There are two ways every household in Scarborough can help themselves, their community and the environment: recycling and composting. Our household has done both for 30 years since we lived in Japan, where it is the law.

Recycling in Scarborough is extremely easy. The yellow-lidded curbside container is the key ingredient.

All recyclable plastics now have the recycle triangle on them. The tubes for toilet tissue and paper towels, newspapers, most magazines and office paper are recyclable. Paper towels and tissues are better composted. When you throw your trash in your recycling container, you are adding to the garbage that we pay $70 per ton to get rid of.

Composting is easy. Almost anything can be composted, but it is best to keep meat and things that attract scavengers out of the compost bin. Vegetable matter, mulched leaves in the fall, a few grass clippings, any weeds pulled from the garden, tubes from tissue paper and paper towels, tissues themselves and egg cartons all compost. Turn and water it once a month. A simple screen sifter yields a beautiful compost after a few months.

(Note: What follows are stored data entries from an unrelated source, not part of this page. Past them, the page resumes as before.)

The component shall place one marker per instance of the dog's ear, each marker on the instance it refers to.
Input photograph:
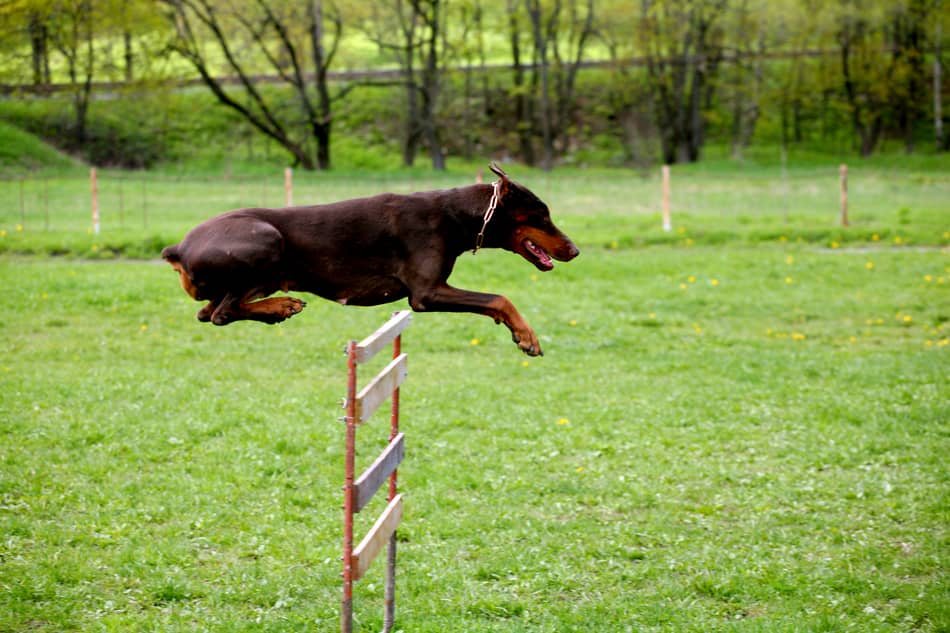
(505, 182)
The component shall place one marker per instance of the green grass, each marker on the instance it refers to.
(727, 432)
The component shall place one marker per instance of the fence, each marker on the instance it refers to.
(112, 201)
(358, 492)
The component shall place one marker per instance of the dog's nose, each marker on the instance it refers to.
(569, 252)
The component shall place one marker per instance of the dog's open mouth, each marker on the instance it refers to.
(538, 256)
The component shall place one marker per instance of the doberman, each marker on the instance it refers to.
(367, 251)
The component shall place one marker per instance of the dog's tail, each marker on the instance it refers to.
(170, 254)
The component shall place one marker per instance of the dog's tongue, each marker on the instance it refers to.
(543, 258)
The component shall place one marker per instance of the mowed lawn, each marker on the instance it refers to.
(722, 436)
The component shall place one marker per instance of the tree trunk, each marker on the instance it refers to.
(540, 44)
(938, 86)
(524, 120)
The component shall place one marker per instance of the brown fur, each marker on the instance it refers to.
(366, 251)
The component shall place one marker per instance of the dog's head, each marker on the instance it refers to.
(523, 225)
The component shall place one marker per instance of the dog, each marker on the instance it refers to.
(367, 251)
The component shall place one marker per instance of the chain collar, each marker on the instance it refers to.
(492, 205)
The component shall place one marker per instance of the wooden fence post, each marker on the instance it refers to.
(844, 194)
(94, 181)
(667, 224)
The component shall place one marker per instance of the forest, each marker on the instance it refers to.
(542, 82)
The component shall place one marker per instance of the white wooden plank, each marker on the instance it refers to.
(374, 476)
(378, 535)
(369, 346)
(380, 388)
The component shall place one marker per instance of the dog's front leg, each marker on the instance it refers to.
(445, 298)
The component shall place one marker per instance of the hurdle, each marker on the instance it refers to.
(356, 494)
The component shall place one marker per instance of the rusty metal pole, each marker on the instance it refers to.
(389, 615)
(843, 170)
(346, 611)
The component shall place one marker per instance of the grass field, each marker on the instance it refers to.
(742, 426)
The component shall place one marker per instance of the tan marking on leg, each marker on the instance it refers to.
(186, 283)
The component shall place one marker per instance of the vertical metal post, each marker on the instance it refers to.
(844, 194)
(346, 613)
(667, 223)
(94, 184)
(389, 614)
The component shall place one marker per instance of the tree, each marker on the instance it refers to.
(417, 48)
(72, 34)
(274, 29)
(682, 45)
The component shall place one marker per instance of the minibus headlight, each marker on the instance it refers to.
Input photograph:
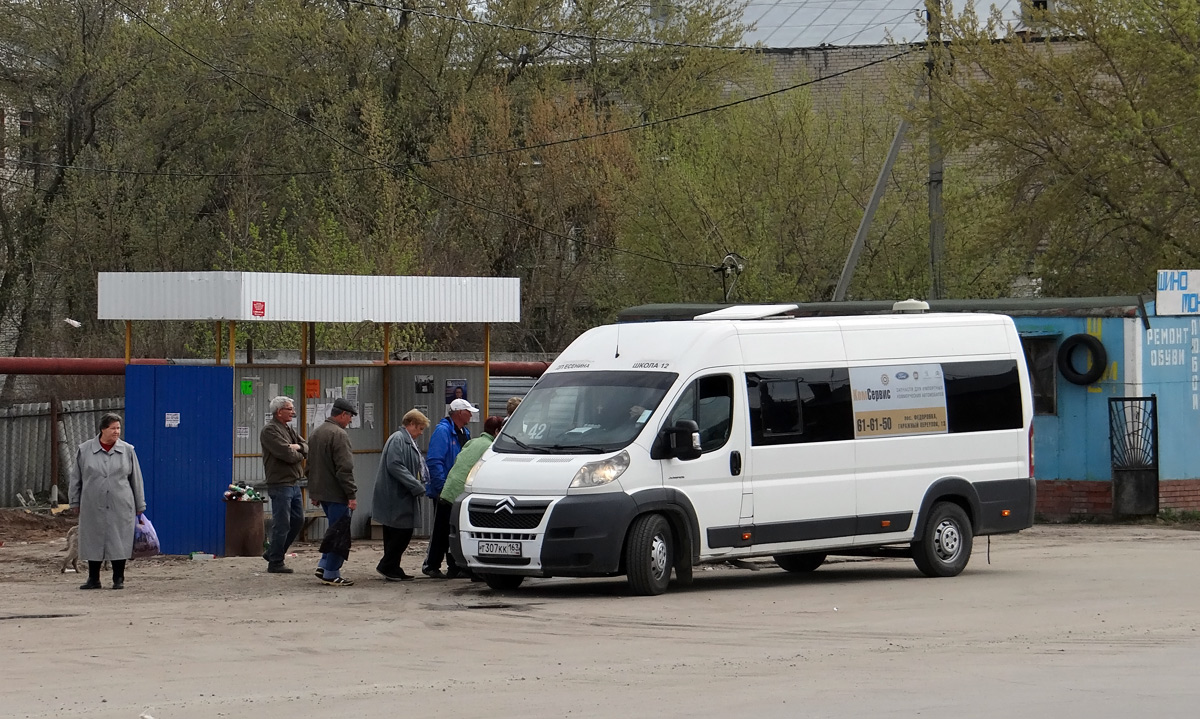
(594, 474)
(471, 475)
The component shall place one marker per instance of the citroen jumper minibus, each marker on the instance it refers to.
(652, 447)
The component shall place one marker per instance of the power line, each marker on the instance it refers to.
(556, 33)
(673, 118)
(378, 165)
(381, 165)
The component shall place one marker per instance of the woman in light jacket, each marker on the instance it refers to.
(400, 484)
(107, 495)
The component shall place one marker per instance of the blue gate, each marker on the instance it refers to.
(180, 419)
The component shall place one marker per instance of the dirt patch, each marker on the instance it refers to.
(22, 525)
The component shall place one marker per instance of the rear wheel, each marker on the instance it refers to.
(945, 547)
(649, 555)
(503, 582)
(808, 562)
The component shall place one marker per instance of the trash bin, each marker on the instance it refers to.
(244, 528)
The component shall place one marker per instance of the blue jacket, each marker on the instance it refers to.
(444, 449)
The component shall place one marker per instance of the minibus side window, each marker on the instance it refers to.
(1041, 357)
(790, 407)
(982, 396)
(708, 401)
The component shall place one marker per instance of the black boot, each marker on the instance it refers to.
(118, 574)
(93, 576)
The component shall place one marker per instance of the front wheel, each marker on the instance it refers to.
(649, 555)
(945, 547)
(503, 582)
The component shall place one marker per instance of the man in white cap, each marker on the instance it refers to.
(447, 442)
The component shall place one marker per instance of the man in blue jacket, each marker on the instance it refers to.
(447, 442)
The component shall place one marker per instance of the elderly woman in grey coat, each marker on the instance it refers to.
(400, 484)
(106, 492)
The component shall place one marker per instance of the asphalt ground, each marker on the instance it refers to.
(1065, 621)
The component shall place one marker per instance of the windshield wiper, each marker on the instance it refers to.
(581, 448)
(540, 450)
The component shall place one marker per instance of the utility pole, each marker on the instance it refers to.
(936, 168)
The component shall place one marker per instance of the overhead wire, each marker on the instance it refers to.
(664, 43)
(378, 165)
(401, 167)
(382, 165)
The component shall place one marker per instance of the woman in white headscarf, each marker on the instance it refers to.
(106, 492)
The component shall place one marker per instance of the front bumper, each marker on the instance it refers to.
(573, 535)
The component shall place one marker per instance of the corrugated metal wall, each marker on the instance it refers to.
(25, 436)
(25, 447)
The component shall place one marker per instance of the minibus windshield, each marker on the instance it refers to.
(583, 412)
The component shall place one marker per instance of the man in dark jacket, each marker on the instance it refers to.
(283, 454)
(447, 442)
(331, 480)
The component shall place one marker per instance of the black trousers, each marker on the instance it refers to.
(439, 541)
(395, 541)
(118, 570)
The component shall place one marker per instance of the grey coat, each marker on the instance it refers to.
(330, 465)
(106, 487)
(399, 483)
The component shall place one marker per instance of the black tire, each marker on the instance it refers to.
(1095, 348)
(945, 547)
(649, 555)
(503, 582)
(799, 563)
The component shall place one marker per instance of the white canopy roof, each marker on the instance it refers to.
(280, 297)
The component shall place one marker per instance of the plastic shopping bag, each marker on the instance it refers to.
(145, 539)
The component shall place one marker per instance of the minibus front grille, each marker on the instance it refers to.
(508, 513)
(508, 535)
(504, 520)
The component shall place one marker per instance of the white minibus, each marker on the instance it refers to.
(652, 447)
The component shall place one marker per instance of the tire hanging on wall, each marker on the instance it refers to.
(1095, 348)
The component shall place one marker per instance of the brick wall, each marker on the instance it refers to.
(1067, 498)
(796, 65)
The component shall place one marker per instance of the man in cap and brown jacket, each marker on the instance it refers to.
(283, 454)
(331, 480)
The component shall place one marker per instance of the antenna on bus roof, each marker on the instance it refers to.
(910, 306)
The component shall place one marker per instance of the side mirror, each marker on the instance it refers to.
(681, 442)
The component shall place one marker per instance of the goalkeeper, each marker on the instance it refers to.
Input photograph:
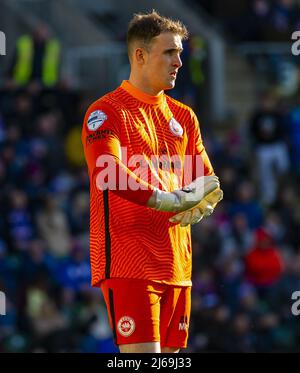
(141, 210)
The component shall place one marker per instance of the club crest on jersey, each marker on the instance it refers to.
(175, 127)
(126, 326)
(96, 119)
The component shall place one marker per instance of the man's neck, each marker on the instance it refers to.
(143, 86)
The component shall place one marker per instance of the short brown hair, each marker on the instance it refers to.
(145, 26)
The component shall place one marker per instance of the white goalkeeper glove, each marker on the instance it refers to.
(204, 208)
(185, 198)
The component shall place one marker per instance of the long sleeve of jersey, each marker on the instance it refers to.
(201, 164)
(106, 164)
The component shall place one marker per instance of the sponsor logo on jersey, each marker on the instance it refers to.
(126, 326)
(98, 135)
(183, 323)
(175, 127)
(96, 119)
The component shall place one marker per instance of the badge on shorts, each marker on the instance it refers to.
(96, 119)
(175, 127)
(126, 326)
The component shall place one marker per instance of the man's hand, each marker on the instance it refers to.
(204, 208)
(185, 198)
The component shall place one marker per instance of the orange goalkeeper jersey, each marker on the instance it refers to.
(133, 143)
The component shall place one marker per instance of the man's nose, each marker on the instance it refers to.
(177, 62)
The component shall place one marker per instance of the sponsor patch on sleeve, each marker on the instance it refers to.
(96, 119)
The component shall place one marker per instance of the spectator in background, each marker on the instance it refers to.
(53, 227)
(263, 263)
(266, 129)
(247, 205)
(36, 59)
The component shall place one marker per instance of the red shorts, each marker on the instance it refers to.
(145, 311)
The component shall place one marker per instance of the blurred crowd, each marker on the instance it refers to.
(246, 256)
(256, 20)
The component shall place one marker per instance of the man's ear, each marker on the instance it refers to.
(140, 55)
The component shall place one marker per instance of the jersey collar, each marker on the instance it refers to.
(140, 95)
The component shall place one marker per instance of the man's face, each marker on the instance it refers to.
(162, 62)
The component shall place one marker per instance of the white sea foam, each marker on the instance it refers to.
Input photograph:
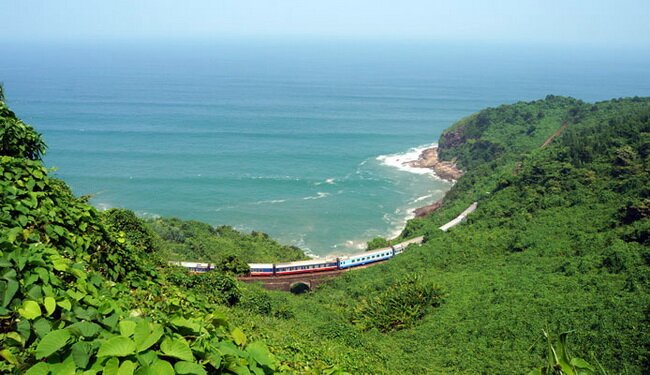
(401, 160)
(319, 195)
(103, 206)
(269, 201)
(329, 181)
(420, 199)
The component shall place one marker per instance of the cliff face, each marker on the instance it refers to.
(450, 139)
(446, 170)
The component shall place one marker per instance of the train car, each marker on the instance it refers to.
(366, 257)
(194, 266)
(400, 247)
(261, 269)
(306, 266)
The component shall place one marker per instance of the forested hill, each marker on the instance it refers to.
(559, 243)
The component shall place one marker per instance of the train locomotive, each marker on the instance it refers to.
(312, 265)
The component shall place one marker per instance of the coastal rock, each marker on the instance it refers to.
(427, 210)
(447, 170)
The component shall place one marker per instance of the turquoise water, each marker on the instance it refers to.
(296, 139)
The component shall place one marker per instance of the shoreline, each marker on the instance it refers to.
(446, 170)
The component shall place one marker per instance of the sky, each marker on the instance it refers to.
(623, 23)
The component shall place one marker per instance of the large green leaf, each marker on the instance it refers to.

If you cannot or don’t want to compost, buy a small bucket. Put your compostable material in there. Once a week or so, drive by one of the three compost stations, called “toters.” These are at the Veterans Home, at Wal-Mart and at Pine Tree Waste and are serviced by Garden to Garden.

Since May 2015, these toters have diverted about 7 tons of compostable material from the solid waste stream. That 7 tons is now on its way to fertilizing something good instead of adding to our waste stream.

Please separate your garbage and recyclables. Please compost. It takes so little effort. It’s a real win-win.